Le syndrome de DiGeorge détecté par la reconnaissance faciale

Le syndrome de microdélétion 22q11.2, appelé aussi syndrome vélo-cardiofacial ou syndrome de DiGeorge touche actuellement de nombreux enfants dans le continent Africain.  Il fait partie des rares maladies génétiques difficiles à diagnostiquer, car les symptômes sont assez variés. Fort heureusement, les nouvelles technologies peuvent une fois de plus nous venir en aide.

Une technologie basée sur la reconnaissance faciale a été mise au point par un groupe de généticiens américains du National Human Genome Research Institute (NHGRI) pour repérer le syndrome de DiGeorge. À terme, elle permettra de diagnostiquer d’autres maladies d’une manière tout aussi efficace.

Biométrie DiGeorge

La biométrie pourrait aussi nous aider à identifier les maladies génétiques.

Il s’agit peut-être d’un pas décisif, où la reconnaissance faciale s’intègre totalement dans l’avenir de la médecine.

DiGeorge : une maladie difficile à identifier

Le syndrome de DiGeorge touche à peu près un enfant sur 3 000. Les symptômes sont variés comme les malformations cardiaques, les fentes labio-palatines, les anomalies faciales ou encore les retards mentaux. De ce fait, la maladie est extrêmement difficile à diagnostiquer.

D’après Paul Kruszka, un généticien du NHGRI, les syndromes de malformation humaine se présentent sous différents aspects dans les pays où ils se manifestent. Le scientifique a ajouté que les techniques de détection restent un énorme challenge, même pour les cliniciens les plus expérimentés.
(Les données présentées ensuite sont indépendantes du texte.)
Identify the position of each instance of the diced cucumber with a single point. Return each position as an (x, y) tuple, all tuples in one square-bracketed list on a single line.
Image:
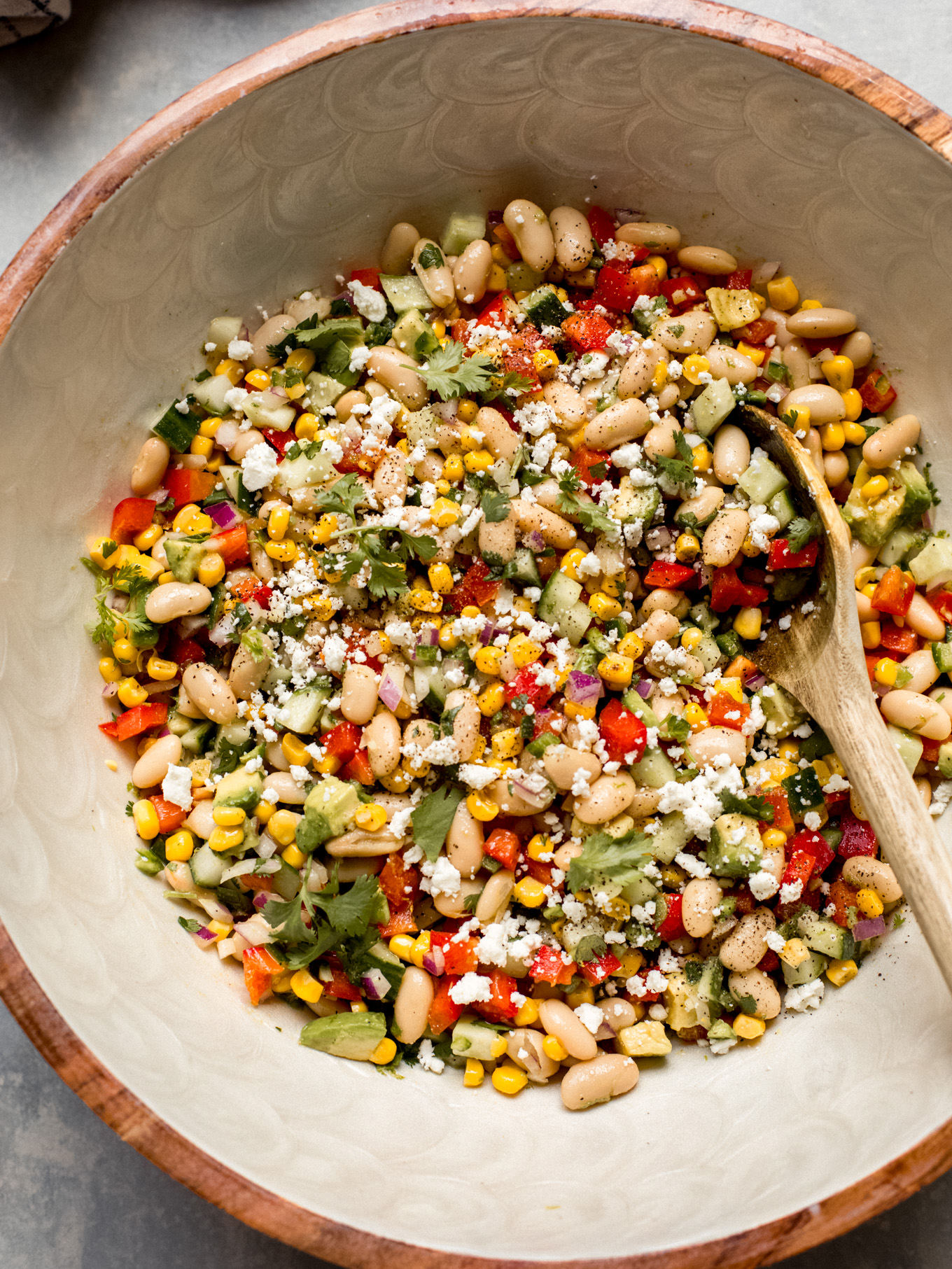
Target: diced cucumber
[(762, 479), (711, 407), (405, 292)]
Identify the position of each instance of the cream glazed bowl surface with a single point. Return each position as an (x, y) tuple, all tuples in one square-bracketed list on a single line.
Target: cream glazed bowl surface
[(277, 176)]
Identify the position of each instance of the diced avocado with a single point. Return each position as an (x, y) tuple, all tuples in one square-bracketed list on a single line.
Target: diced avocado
[(462, 229), (825, 937), (184, 557), (240, 788), (474, 1039), (804, 792), (782, 711), (795, 976), (762, 479), (908, 745), (354, 1036), (735, 848), (711, 407)]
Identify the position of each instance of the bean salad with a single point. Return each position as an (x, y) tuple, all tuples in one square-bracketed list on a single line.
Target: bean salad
[(433, 619)]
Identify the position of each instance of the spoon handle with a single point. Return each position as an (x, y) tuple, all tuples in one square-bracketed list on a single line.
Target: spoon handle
[(904, 827)]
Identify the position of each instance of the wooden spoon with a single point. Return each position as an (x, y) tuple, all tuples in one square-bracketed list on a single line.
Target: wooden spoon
[(820, 661)]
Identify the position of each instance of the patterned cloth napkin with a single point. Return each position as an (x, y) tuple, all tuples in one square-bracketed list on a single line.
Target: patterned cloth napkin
[(22, 18)]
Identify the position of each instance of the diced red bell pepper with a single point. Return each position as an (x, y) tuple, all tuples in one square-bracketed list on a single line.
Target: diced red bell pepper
[(587, 332), (259, 967), (131, 517), (367, 278), (187, 485), (401, 922), (443, 1011), (503, 844), (602, 225), (877, 393), (739, 279), (782, 557), (140, 719), (725, 711), (500, 1007), (858, 836), (668, 575), (672, 925), (342, 741), (806, 841), (727, 591), (894, 593), (360, 769), (601, 969), (622, 731), (897, 638), (551, 966)]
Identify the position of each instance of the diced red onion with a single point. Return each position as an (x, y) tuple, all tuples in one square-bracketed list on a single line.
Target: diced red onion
[(374, 983), (583, 689), (870, 930)]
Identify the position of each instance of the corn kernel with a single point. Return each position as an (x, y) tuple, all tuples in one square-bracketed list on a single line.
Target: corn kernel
[(371, 819), (747, 624), (306, 988), (284, 827), (869, 902), (229, 816), (179, 847), (839, 972), (603, 607), (749, 1028), (554, 1049), (211, 570), (131, 694), (482, 807), (782, 293), (146, 819)]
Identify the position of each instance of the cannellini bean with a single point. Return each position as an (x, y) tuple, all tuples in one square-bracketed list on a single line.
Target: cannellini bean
[(154, 764), (532, 232), (897, 440), (398, 251), (607, 797), (707, 259), (601, 1079), (174, 599), (150, 466), (702, 895), (561, 763), (620, 423), (471, 272), (918, 713), (708, 744), (825, 404), (412, 1005), (820, 323), (862, 871), (732, 454), (574, 244), (210, 693), (395, 371), (687, 332), (746, 946), (760, 985), (724, 537)]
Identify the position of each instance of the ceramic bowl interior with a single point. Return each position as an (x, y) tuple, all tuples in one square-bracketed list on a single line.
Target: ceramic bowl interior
[(286, 188)]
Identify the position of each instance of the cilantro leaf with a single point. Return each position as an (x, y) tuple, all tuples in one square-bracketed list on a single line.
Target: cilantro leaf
[(432, 819), (800, 532), (451, 373)]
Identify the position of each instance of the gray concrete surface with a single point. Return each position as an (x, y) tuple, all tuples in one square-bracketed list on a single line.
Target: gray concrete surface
[(71, 1194)]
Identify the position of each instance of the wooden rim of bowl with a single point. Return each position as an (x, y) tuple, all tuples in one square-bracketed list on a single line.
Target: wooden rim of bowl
[(46, 1028)]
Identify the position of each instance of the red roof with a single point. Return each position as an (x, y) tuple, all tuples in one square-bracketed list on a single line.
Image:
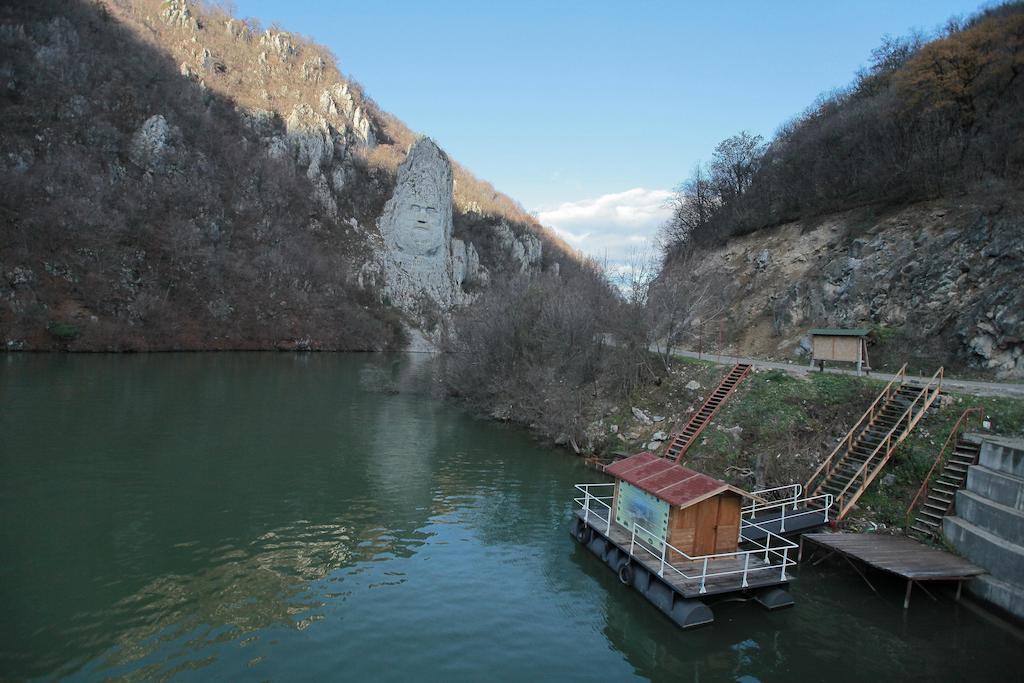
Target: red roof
[(674, 483)]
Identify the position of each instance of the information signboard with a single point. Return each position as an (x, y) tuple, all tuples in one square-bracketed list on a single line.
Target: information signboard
[(637, 506)]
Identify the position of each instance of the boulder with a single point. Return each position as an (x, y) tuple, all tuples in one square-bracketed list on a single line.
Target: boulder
[(640, 416)]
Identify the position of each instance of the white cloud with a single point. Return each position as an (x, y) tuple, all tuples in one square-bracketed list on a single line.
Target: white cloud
[(611, 225)]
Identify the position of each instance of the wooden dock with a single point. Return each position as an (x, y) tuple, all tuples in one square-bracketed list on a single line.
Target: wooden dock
[(898, 555), (759, 573)]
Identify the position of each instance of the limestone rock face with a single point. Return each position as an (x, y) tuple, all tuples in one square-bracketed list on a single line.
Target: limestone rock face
[(416, 229), (525, 250), (943, 280), (177, 12), (151, 144)]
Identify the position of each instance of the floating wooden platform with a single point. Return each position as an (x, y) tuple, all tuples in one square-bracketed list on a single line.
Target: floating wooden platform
[(899, 555), (785, 521), (759, 573)]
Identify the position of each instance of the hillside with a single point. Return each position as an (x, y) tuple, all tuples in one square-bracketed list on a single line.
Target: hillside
[(176, 178), (892, 204)]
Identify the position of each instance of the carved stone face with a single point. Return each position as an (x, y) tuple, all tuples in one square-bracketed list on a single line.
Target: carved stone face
[(424, 232)]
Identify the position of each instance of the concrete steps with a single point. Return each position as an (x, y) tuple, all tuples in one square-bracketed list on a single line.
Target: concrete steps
[(1003, 558), (997, 519), (998, 486), (988, 528), (998, 593)]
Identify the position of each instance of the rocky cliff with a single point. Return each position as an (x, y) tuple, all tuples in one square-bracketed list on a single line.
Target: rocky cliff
[(178, 178), (937, 283)]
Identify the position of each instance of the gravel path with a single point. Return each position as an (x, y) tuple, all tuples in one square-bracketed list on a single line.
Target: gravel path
[(962, 386)]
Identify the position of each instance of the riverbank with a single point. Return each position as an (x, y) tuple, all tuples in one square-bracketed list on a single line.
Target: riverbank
[(778, 426)]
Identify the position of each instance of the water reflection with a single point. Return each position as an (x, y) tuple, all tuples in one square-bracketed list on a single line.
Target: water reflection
[(281, 516)]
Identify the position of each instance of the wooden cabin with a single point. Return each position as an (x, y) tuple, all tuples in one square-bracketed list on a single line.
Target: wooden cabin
[(695, 513), (843, 345)]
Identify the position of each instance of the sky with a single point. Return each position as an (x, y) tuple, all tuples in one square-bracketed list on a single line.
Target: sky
[(589, 113)]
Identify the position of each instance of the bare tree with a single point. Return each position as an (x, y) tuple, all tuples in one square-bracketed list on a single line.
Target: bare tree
[(692, 203), (678, 301), (734, 163)]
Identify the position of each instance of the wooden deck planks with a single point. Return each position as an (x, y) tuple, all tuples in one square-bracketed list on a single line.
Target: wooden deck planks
[(690, 588), (899, 555)]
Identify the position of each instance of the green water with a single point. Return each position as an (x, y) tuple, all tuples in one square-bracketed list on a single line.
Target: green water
[(281, 517)]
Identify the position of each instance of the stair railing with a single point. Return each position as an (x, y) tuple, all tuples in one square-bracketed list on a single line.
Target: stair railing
[(941, 458), (926, 397), (738, 373), (824, 469)]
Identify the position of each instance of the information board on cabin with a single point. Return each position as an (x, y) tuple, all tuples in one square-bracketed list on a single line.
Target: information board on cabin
[(636, 506)]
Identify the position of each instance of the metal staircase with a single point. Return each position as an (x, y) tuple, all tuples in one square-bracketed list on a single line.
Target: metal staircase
[(683, 439), (859, 458), (952, 477)]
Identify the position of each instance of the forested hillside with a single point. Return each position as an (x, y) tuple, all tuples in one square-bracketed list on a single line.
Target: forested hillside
[(175, 177), (892, 204)]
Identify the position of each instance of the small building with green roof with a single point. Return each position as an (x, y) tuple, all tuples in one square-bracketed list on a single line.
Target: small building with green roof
[(838, 344)]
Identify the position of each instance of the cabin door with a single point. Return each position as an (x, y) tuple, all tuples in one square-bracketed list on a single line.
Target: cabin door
[(707, 527), (717, 525)]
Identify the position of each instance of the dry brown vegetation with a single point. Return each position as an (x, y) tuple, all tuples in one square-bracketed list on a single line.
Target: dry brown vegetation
[(928, 118), (222, 246), (219, 246)]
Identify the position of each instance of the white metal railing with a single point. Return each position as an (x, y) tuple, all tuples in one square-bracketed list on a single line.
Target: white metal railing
[(777, 494), (790, 508), (773, 552), (595, 506)]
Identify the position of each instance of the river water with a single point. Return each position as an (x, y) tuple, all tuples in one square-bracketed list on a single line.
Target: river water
[(267, 516)]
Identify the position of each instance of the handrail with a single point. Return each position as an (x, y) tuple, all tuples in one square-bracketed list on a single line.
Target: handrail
[(774, 546), (825, 499), (797, 491), (782, 553), (887, 439), (953, 433), (849, 435)]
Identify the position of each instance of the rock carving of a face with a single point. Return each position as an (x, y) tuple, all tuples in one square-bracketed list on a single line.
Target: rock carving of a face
[(425, 232)]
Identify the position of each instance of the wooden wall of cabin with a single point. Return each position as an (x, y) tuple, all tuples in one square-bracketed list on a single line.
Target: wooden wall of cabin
[(708, 527)]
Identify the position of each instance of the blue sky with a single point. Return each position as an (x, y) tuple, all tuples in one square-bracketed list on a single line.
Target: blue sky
[(588, 113)]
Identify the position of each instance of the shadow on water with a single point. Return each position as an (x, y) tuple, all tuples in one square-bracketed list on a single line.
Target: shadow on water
[(295, 516)]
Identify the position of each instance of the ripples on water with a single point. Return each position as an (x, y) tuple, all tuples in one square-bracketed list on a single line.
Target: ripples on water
[(275, 516)]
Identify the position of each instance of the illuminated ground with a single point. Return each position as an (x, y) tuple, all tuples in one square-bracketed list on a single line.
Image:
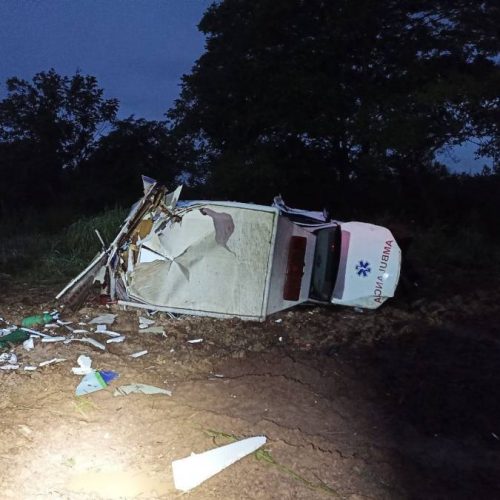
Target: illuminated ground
[(399, 403)]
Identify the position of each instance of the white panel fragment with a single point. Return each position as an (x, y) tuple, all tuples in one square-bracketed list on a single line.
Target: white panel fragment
[(191, 471)]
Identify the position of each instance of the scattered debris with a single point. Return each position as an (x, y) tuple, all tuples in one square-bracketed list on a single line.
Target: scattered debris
[(29, 344), (51, 361), (145, 322), (53, 339), (153, 329), (125, 390), (191, 471), (138, 354), (108, 375), (88, 340), (8, 361), (15, 337), (107, 319), (84, 365), (91, 382), (121, 338), (37, 320)]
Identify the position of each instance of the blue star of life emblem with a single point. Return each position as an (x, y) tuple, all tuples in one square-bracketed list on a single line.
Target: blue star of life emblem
[(363, 268)]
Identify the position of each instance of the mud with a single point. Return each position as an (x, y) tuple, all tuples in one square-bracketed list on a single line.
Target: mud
[(398, 403)]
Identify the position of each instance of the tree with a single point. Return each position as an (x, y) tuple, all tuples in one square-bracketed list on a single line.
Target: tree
[(47, 128), (112, 173), (307, 97)]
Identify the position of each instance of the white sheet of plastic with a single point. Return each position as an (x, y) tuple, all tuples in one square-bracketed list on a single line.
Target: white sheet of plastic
[(191, 471)]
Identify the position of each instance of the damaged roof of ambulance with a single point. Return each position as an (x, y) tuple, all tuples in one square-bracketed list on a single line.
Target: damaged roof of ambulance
[(228, 259)]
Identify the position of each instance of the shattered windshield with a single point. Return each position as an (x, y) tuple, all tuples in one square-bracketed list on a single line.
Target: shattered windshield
[(326, 263)]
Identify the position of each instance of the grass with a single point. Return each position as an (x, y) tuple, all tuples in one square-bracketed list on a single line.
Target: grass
[(445, 256), (48, 257)]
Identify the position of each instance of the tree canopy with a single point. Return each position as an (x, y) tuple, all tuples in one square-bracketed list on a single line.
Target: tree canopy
[(47, 128), (307, 96)]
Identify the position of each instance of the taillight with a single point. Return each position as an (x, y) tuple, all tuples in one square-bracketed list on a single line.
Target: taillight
[(295, 267)]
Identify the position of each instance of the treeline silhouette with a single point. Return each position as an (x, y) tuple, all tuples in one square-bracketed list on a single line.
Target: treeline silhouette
[(340, 105)]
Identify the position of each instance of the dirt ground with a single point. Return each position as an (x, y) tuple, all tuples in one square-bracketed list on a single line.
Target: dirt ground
[(398, 403)]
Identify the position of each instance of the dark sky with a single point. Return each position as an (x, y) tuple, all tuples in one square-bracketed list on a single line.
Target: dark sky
[(137, 49)]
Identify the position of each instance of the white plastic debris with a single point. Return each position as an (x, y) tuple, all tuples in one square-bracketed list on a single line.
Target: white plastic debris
[(145, 322), (107, 319), (109, 333), (8, 361), (53, 339), (121, 338), (34, 332), (153, 329), (191, 471), (51, 361), (125, 390), (88, 340), (29, 344), (91, 382), (84, 365), (138, 354), (8, 357)]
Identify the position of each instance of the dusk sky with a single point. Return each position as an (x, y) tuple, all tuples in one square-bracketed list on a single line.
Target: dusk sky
[(138, 50)]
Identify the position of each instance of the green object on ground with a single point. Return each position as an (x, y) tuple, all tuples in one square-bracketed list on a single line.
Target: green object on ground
[(16, 337), (37, 319)]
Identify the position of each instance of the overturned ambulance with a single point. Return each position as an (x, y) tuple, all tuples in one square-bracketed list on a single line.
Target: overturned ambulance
[(228, 259)]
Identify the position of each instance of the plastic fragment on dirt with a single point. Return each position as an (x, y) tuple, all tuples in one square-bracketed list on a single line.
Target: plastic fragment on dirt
[(121, 338), (29, 344), (34, 332), (8, 361), (138, 354), (88, 340), (91, 382), (37, 319), (15, 337), (125, 390), (108, 375), (9, 366), (53, 339), (191, 471), (107, 319), (51, 361), (84, 365), (145, 322), (153, 329), (109, 333)]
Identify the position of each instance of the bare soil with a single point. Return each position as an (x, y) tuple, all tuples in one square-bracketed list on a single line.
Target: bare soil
[(402, 402)]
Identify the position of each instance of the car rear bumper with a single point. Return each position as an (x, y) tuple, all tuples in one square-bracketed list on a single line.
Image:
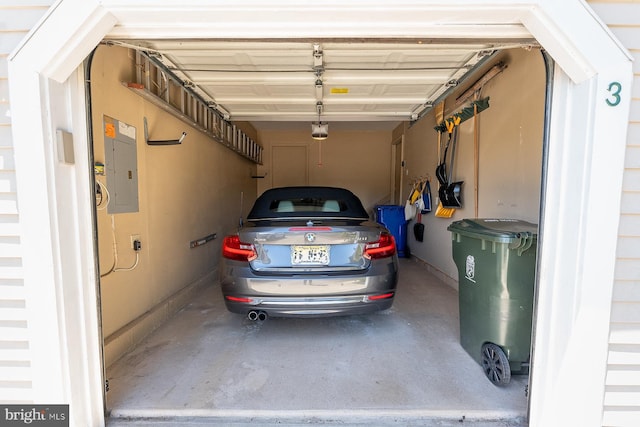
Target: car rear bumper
[(309, 295), (311, 307)]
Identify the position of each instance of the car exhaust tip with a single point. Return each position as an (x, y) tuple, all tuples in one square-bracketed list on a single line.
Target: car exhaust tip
[(255, 315)]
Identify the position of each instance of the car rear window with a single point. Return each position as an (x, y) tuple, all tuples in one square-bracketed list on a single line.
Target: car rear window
[(296, 202)]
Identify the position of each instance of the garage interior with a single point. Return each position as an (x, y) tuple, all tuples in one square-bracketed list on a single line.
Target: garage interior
[(381, 101)]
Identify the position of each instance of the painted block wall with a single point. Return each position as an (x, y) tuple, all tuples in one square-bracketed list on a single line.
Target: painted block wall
[(186, 192), (510, 156), (357, 160)]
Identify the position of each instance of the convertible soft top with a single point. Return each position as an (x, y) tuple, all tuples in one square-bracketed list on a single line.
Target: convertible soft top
[(307, 202)]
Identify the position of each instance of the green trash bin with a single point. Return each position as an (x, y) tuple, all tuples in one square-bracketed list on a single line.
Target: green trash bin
[(496, 260)]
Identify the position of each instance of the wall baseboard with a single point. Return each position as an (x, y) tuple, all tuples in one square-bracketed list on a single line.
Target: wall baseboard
[(449, 281), (127, 337)]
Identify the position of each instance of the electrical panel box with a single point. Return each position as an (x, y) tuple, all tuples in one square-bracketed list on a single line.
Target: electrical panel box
[(121, 165)]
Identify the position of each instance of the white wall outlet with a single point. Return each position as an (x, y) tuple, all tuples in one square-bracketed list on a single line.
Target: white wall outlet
[(134, 237)]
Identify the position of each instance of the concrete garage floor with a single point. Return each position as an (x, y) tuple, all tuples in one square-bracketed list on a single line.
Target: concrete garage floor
[(404, 366)]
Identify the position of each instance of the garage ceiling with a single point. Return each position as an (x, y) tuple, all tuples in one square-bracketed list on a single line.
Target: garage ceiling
[(340, 81)]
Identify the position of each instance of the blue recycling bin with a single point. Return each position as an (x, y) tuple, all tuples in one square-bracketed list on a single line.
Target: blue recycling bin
[(392, 217)]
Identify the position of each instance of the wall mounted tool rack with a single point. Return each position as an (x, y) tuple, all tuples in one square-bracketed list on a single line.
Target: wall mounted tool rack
[(160, 86)]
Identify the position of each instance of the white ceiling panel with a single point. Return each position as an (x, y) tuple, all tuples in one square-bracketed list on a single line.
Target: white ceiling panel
[(353, 80)]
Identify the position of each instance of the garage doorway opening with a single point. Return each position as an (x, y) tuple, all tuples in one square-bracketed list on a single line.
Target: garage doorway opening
[(40, 71), (142, 112)]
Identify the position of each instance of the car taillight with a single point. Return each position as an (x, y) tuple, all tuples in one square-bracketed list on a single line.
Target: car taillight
[(384, 247), (233, 248)]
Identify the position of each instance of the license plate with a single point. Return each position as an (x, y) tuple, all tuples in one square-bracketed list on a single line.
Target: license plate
[(307, 254)]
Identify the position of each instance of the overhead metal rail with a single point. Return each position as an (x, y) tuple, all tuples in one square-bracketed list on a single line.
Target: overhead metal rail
[(158, 85)]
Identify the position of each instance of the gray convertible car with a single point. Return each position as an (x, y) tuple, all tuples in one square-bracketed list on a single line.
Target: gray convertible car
[(308, 251)]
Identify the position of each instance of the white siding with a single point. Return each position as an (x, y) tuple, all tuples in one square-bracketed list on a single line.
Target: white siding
[(16, 19), (622, 392)]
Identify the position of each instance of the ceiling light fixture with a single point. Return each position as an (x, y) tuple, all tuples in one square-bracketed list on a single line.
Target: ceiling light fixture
[(319, 130)]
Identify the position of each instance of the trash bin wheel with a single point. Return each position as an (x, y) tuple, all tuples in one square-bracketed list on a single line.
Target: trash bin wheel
[(495, 364)]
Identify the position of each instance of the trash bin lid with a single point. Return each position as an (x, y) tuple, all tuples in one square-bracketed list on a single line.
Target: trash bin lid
[(494, 229)]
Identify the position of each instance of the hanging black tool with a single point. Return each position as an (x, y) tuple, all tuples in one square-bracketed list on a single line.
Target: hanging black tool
[(450, 192)]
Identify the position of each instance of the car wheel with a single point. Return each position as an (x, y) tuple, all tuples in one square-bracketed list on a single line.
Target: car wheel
[(495, 364)]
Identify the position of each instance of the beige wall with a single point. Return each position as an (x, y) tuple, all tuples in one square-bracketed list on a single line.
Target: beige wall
[(357, 160), (510, 156), (185, 192)]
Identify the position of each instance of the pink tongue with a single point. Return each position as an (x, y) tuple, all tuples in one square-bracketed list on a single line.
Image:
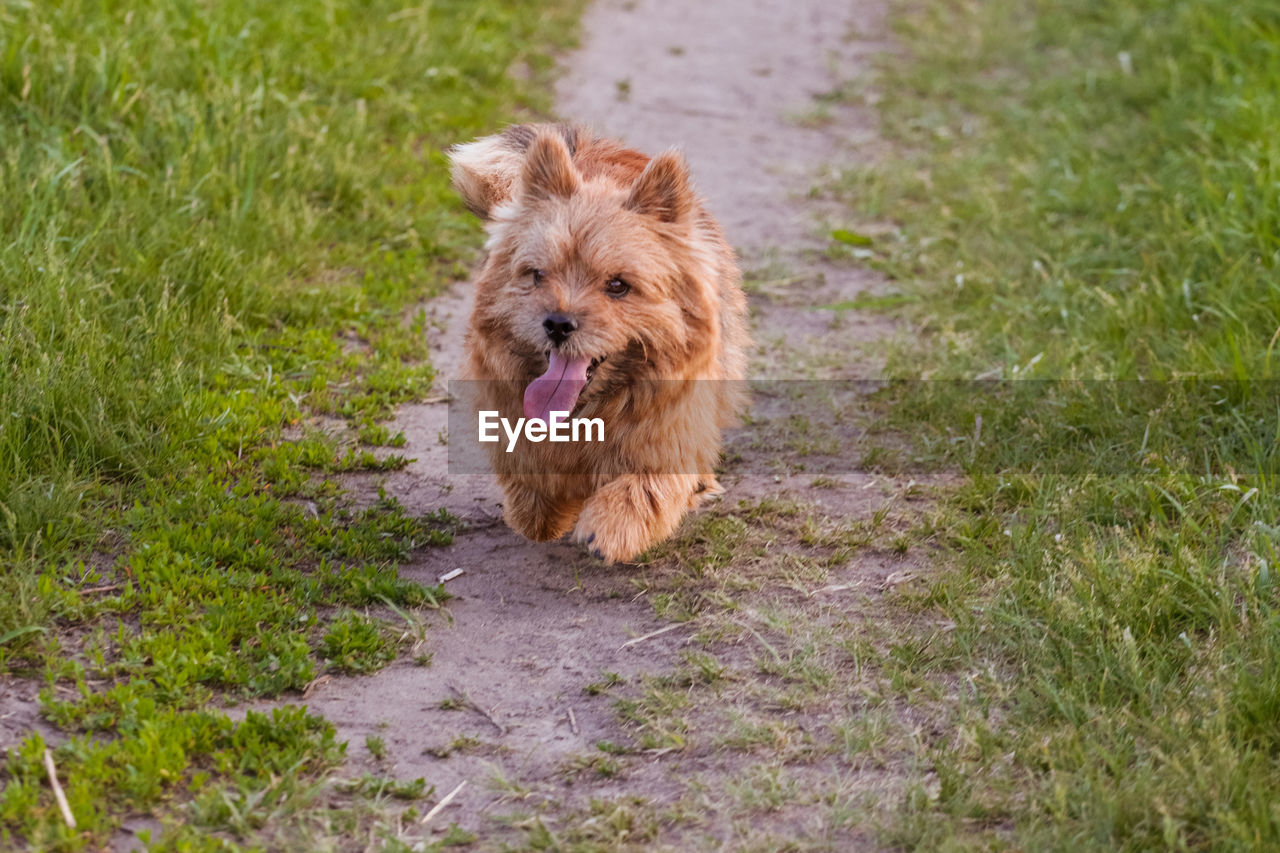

C’est pour cela que les équipes de la NHGRI ont décidé de mettre en place un logiciel de reconnaissance faciale. Pour prouver son utilité, des tests ont été menés sur 156 personnes souffrant du syndrome vélo-cardiofacial ou non. En tout, 126 critères faciaux ont été utilisés pour tester la méthode de diagnostic. Pour résultat, le taux d’efficacité s’est élevé à 96,6 %.

La reconnaissance faciale dans la médecine

Grâce à cette nouvelle technologie, les informations nécessaires sur les malformations humaines au sein de populations ont été complétées. Cela permet de mieux classifier et diagnostiquer les maladies. Ainsi donc, les interventions et les traitements seront rapides, d’après Maximilian Muenke, chef de la branche génétique du NHGRI.

Il ne s’agit pas de la première intervention de la technologie de reconnaissance faciale dans le secteur médical. Elle avait déjà été utilisée en décembre 2016 pour diagnostiquer la trisomie 21. Après cette expérience, les chercheurs envisagent de s’en servir pour étudier d’autres maladies comme les syndromes de Noonan et de Williams.